For this 1080p, AVC-encoded Blu-ray, the Warner Archive Collection commissioned a new scan, which was performed by Warner's Motion Picture Imaging facility at 2K using a recently struck interpositive. MPI then applied the latest in digital tools to restore the film's palette, followed by WAC's customary meticulous cleaning and removal of dirt, scratches and similar flaws. The resulting Blu-ray image is impressively sharp and detailed for an early Cinemascope production, with solid blacks, good contrast and a grain pattern that is unexpectedly fine, given the source. As is customary with WAC's titles, no filtering or grain reduction has been applied. The film's palette offers what is no doubt an intentionally ironic commentary on the conflicted loyalties of Wayne's German officer, with a recurring dominance of Yankee (and Union Jack) red, white and blue, accentuated by the earth tones of the wooden ship and the third-world ports that it visits during its eventful voyage. The high average bitrate of 34.99 Mbps, with a capable encode, helps ensure accurate and artifact-free reproduction.

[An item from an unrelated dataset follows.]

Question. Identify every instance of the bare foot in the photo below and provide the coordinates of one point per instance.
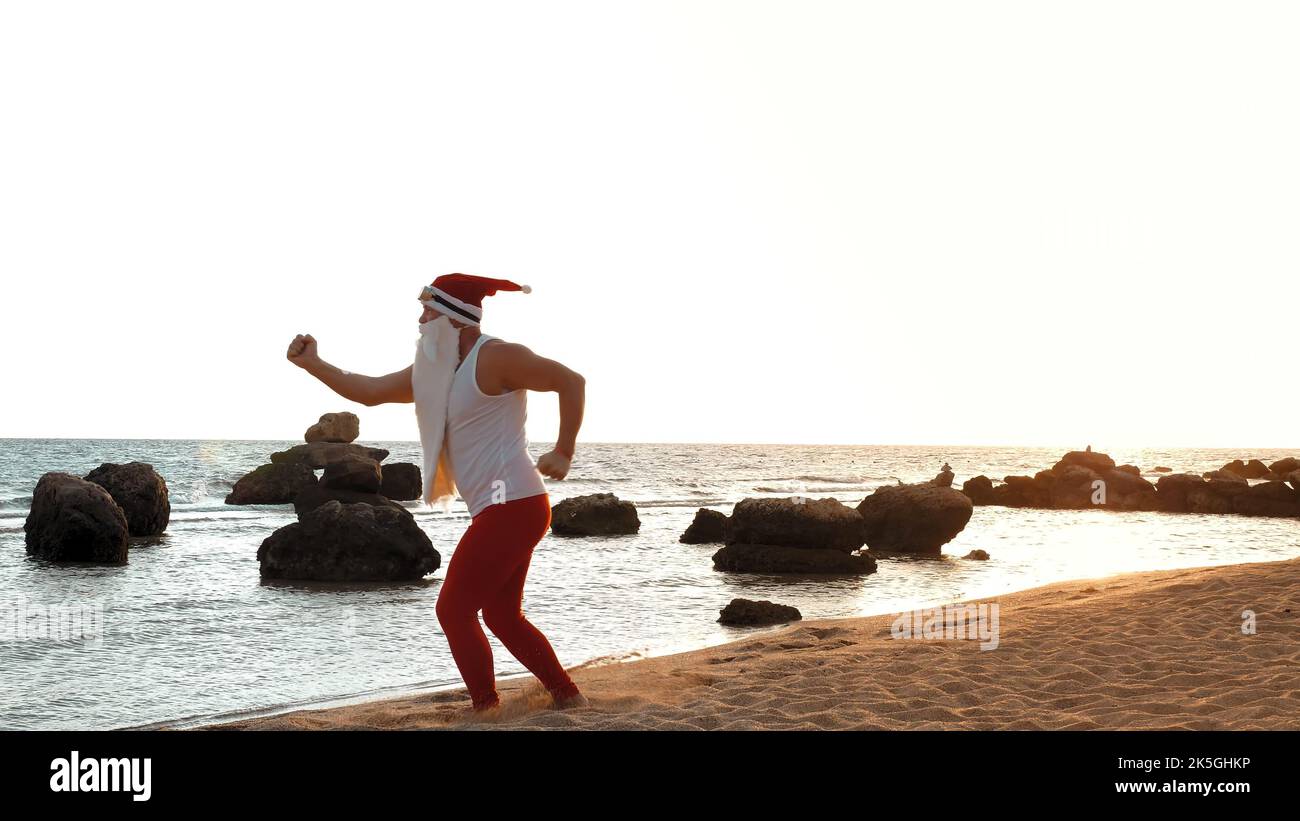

Cinemascope lenses were notorious for their instability, which is one of many reasons why the format was ultimately supplanted by Panavision's superior optics. Depending on one's playback equipment, you may notice odd distortions at the extreme right and left of the frame, especially during camera moves where the focal length changes. (The larger your display, the more noticeable these visual quirks are likely to be.) Modern eyes are unaccustomed to such flaws in widescreen films, and while it's tempting to blame the transfer and mastering, the Blu-ray accurately represents the source.

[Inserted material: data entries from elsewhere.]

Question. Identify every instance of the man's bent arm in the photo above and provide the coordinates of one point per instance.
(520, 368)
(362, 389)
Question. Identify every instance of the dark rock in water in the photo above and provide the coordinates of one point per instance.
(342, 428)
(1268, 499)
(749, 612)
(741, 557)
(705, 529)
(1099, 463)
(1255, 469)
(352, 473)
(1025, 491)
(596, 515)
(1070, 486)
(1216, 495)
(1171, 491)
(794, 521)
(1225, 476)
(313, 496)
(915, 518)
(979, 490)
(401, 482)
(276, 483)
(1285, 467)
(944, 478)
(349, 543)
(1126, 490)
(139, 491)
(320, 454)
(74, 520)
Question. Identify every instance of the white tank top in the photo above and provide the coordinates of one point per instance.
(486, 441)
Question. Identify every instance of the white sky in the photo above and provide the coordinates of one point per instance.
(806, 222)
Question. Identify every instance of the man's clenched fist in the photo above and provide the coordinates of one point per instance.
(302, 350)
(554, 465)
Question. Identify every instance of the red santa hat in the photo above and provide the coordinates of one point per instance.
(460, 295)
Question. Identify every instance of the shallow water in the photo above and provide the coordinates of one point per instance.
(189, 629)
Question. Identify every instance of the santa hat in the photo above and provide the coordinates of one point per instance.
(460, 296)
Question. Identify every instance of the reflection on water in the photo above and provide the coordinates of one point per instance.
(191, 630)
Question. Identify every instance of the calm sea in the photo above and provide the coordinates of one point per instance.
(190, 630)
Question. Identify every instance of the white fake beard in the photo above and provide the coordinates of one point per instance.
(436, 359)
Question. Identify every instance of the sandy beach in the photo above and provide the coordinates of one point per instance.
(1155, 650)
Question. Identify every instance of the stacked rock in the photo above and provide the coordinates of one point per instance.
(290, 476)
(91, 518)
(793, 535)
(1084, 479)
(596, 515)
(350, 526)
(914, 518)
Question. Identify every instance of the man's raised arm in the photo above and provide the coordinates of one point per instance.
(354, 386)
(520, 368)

As with the video scoring of other films from this era, my score of 4.0 is meant to balance the accuracy of the restoration efforts against the source's limitations.


The Sea Chase Blu-ray Movie, Audio Quality  4.0 of 5

The Sea Chase arrives with a stereo track encoded in lossless DTS-HD MA 2.0—and thereby hangs a tale. The film was originally released in both mono and four-track stereo, but Warner Brothers in this era did not make a practice of retaining the original magnetic recordings of multi-track mixes. In the early Nineties, with a new appreciation for the value of preserving its library, the studio embarked on a project to reclaim these stereo soundtracks from release prints, capturing and preserving two-channel mixes from the optical print tracks wherever possible. The Sea Chase is a beneficiary of this effort, and the Blu-ray soundtrack reveals surprisingly robust stereo separation, of which the effect is most audible in the score by Roy Webb (Bringing Up Baby and Out of the Past, among others). The dialogue is clearly rendered, and the excitement of the action sequences is amplified by the track's enhanced fidelity and expanded dynamic range. The Sea Chase may not sound like a recent release, but the audio is surprisingly effective for a film that's over sixty years old.


The Sea Chase Blu-ray Movie, Special Features and Extras  0.5 of 5

The only extra is the film's trailer (1080p; 2.55:1; 3:29), which has been remastered in 1080p, although the quality is limited by the roughness of the source. Warner's 2005 DVD of The Sea Chase (reissued in 2007 as part of the John Wayne Collection) contained a gallery of trailers for Wayne's films.


The Sea Chase Blu-ray Movie, Overall Score and Recommendation  3.5 of 5

The Sea Chase is lesser Wayne, but it's still the Duke, and his fans should enjoy watching him stretch himself in a role that is so obviously out of his comfort zone, even if the results are less than satisfying. WAC's presentation is faithful, superior and recommended.